Production issue I've seen: A team built a RAG system for clinical guidelines using text-embedding-ada-002 and indexed 2,000 documents. Six months later, they switched to text-embedding-3-small for new documents because the quality was better. The index now contained vectors from two different models — and similarity search would compare ada-002 vectors from old documents against text-embedding-3-small vectors from new ones. The scores were meaningless: some relevant old documents were never retrieved, and some irrelevant new ones scored highly. When you change embedding models, you must re-embed your entire existing index with the new model. There is no migration path — the vectors are incompatible.


Key Takeaway

Embeddings convert text into vectors where semantic similarity corresponds to mathematical proximity.
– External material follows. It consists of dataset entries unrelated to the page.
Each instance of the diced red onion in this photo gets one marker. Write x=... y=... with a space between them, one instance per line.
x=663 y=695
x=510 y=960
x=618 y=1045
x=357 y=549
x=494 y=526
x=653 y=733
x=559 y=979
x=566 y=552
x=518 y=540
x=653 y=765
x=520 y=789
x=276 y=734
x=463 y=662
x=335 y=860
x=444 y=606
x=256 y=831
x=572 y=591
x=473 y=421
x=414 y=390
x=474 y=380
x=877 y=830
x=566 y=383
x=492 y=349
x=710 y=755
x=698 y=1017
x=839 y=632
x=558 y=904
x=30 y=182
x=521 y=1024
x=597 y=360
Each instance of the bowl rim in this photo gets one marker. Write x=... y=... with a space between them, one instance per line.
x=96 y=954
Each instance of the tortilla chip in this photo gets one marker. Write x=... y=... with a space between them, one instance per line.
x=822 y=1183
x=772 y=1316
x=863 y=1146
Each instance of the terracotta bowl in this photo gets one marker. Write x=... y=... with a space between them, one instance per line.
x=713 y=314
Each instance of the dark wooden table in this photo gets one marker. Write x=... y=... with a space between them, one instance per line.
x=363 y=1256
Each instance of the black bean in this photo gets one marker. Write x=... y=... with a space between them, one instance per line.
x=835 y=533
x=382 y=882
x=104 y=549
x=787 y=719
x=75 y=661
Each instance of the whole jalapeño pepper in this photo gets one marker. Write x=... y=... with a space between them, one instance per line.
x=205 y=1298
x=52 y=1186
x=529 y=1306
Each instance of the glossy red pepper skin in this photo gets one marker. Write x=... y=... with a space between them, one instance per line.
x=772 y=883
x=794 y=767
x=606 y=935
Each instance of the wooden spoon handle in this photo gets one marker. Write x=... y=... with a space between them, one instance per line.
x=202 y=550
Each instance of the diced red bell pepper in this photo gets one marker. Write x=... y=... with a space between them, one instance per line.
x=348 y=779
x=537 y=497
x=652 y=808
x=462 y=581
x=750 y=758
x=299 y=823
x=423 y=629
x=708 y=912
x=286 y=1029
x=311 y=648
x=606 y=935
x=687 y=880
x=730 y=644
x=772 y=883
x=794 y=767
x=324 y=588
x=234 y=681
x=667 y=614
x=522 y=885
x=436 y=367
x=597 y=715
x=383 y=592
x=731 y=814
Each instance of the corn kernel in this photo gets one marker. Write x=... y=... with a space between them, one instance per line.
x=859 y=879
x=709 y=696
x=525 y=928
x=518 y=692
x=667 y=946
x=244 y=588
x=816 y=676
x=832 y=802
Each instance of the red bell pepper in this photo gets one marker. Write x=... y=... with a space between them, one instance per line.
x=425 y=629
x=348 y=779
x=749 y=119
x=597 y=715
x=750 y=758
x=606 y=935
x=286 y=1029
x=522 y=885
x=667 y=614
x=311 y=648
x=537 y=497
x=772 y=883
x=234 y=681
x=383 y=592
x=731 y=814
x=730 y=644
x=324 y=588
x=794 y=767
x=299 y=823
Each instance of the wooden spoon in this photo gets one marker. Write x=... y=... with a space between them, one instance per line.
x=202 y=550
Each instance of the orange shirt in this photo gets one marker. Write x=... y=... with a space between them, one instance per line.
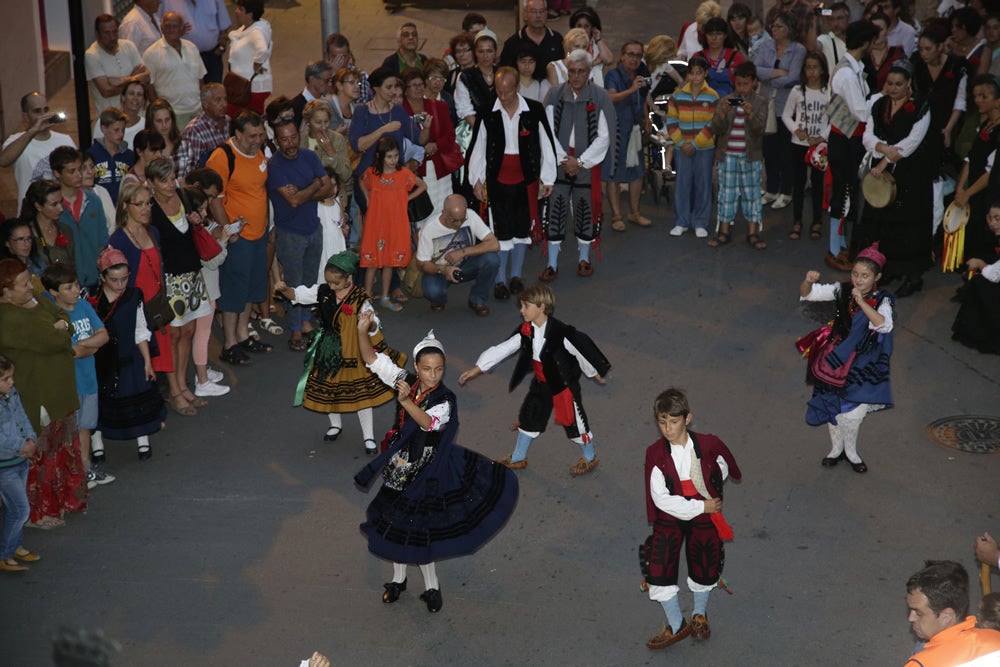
x=246 y=192
x=957 y=645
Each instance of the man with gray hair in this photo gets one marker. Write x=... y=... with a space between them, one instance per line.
x=208 y=130
x=582 y=118
x=406 y=57
x=319 y=74
x=547 y=43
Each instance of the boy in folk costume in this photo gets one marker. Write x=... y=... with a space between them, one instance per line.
x=558 y=354
x=684 y=474
x=583 y=119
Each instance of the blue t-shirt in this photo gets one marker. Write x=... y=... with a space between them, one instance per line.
x=299 y=172
x=85 y=324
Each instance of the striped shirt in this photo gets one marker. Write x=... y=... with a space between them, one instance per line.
x=689 y=114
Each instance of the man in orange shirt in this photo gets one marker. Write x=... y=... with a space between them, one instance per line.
x=938 y=599
x=243 y=206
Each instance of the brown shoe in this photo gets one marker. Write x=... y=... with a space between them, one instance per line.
x=840 y=262
x=513 y=465
x=26 y=556
x=639 y=219
x=699 y=627
x=668 y=638
x=548 y=275
x=11 y=565
x=583 y=466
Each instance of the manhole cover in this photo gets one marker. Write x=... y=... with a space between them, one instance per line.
x=976 y=434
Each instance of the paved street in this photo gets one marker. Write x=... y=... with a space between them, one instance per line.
x=238 y=543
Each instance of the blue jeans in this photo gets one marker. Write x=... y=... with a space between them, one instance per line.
x=693 y=189
x=299 y=255
x=14 y=491
x=480 y=268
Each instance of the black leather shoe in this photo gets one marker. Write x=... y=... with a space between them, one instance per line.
x=432 y=597
x=392 y=591
x=830 y=461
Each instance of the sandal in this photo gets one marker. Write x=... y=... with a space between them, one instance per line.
x=183 y=410
x=298 y=344
x=255 y=346
x=754 y=241
x=270 y=326
x=721 y=239
x=235 y=356
x=390 y=305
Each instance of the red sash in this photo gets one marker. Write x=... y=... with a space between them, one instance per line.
x=724 y=529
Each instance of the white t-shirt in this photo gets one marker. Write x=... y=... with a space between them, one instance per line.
x=176 y=76
x=34 y=161
x=436 y=240
x=99 y=62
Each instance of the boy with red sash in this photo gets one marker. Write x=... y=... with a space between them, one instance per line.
x=684 y=474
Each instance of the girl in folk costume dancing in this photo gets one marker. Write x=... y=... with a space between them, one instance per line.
x=385 y=239
x=439 y=500
x=861 y=337
x=335 y=380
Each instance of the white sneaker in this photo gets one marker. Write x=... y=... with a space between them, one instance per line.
x=210 y=389
x=781 y=202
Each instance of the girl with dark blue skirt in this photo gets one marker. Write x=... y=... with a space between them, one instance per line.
x=438 y=500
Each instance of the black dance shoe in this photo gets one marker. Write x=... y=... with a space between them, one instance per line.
x=392 y=591
x=432 y=597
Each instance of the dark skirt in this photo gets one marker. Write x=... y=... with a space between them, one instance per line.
x=467 y=503
x=977 y=324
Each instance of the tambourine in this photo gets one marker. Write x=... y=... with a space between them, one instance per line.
x=879 y=191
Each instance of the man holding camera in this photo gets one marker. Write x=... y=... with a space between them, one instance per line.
x=457 y=247
x=29 y=149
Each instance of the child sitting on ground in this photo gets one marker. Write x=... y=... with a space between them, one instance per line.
x=684 y=476
x=558 y=354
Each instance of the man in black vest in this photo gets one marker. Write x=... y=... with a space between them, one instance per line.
x=513 y=163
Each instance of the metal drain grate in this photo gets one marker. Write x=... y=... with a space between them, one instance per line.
x=976 y=434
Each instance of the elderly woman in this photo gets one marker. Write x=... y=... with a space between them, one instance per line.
x=443 y=153
x=182 y=276
x=330 y=146
x=140 y=244
x=346 y=91
x=895 y=139
x=129 y=403
x=250 y=53
x=463 y=48
x=53 y=240
x=588 y=20
x=575 y=40
x=779 y=64
x=626 y=84
x=35 y=335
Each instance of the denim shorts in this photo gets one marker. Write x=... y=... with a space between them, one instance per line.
x=86 y=416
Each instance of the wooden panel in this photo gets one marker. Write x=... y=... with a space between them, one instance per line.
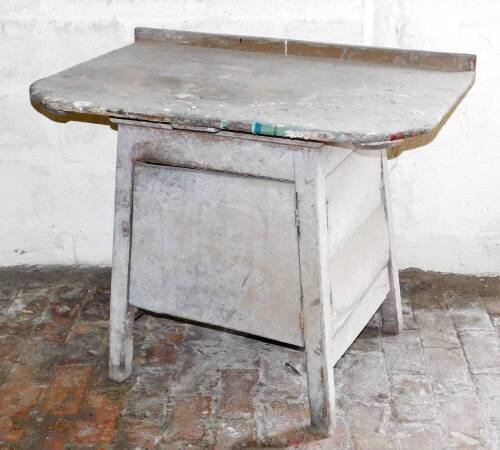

Use ITextEmbeddingGenerationService in Semantic Kernel to generate embeddings, batch inputs for efficiency, and store vectors alongside the source text in a vector store. Use text-embedding-3-small for most new .NET RAG applications. Always use the same model for both indexing and querying — mixing models produces incorrect similarity scores. Cache embeddings by content hash to avoid re-embedding unchanged documents.